Хьюго отнес Пиппу в постель далеко за полночь. До четырех утра он сидел на стуле перед телефоном, пока его не одолела тяжелая дремота. Ему приснилось, будто Пиппа карабкается по лесам на какую-то башню, беззаботно наступая на узкие планки, как вдруг позади нее вырисовывается темный и уродливый силуэт. Во сне Хьюго пытался предупредить дочку, но его удерживал ухмыляющийся манекен, связавший его руки липкой лентой.

Он вскрикнул и проснулся. Из расположенной этажом выше спальни Пиппы Хьюго услышал высокий пронзительный звук, жуткий и как будто издаваемый не человеческим существом, — что-то вроде серии коротких испуганных выкриков, постепенно перерастающих в вой.

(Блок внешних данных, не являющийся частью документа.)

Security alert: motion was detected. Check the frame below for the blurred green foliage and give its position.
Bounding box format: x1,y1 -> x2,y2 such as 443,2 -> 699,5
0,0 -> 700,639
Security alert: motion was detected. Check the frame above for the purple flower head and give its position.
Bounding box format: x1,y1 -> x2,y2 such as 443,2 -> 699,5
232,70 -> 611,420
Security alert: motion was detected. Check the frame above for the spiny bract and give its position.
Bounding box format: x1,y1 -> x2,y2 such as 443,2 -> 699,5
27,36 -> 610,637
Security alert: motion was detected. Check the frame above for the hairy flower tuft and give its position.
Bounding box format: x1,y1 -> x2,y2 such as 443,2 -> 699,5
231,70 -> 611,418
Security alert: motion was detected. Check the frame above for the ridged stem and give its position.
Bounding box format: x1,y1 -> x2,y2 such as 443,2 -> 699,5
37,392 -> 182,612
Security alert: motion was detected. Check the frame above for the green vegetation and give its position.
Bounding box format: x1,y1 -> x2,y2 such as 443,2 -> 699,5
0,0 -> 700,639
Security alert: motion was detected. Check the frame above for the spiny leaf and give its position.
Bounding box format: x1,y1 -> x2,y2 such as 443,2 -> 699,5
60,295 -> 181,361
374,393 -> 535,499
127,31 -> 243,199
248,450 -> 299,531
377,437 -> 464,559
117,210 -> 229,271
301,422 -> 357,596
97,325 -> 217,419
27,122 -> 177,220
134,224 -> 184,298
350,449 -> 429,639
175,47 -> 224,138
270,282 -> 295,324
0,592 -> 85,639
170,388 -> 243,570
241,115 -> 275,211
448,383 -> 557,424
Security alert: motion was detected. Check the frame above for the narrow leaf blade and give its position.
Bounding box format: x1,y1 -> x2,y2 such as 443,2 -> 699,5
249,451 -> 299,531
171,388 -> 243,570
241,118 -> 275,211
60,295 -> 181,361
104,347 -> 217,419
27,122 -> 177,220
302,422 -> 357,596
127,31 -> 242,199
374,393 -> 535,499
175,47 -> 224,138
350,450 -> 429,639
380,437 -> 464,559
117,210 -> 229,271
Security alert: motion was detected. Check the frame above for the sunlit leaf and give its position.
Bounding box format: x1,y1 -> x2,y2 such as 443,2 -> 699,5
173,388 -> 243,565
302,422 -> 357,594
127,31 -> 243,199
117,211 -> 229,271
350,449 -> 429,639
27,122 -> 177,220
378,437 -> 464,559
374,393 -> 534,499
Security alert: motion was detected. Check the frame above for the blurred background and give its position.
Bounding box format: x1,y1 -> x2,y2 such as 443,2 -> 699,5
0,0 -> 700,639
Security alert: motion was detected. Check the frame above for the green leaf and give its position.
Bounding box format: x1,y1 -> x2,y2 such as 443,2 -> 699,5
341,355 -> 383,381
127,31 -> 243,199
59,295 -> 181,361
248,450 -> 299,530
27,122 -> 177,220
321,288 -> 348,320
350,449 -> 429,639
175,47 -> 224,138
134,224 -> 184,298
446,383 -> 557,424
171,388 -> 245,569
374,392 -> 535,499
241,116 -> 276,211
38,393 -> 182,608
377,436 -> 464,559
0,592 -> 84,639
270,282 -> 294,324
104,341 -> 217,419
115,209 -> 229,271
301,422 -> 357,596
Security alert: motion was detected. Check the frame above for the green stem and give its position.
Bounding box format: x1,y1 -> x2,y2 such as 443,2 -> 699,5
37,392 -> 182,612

— Пиппа? — сонно пробормотал Хьюго. — Пиппа! — Через мгновение он уже вскочил со стула и выбежал в коридор. — Пиппа! — кричал он, взбегая по лестнице и спотыкаясь чуть ли не на каждой ступеньке. — Все в порядке! Папа с тобой.

На лестнице в пижаме появилась Триш. У нее был испуганный и растерянный вид. Он взял ее за локти и отодвинул со своего пути, смутно ощутив через шелк теплоту ее кожи.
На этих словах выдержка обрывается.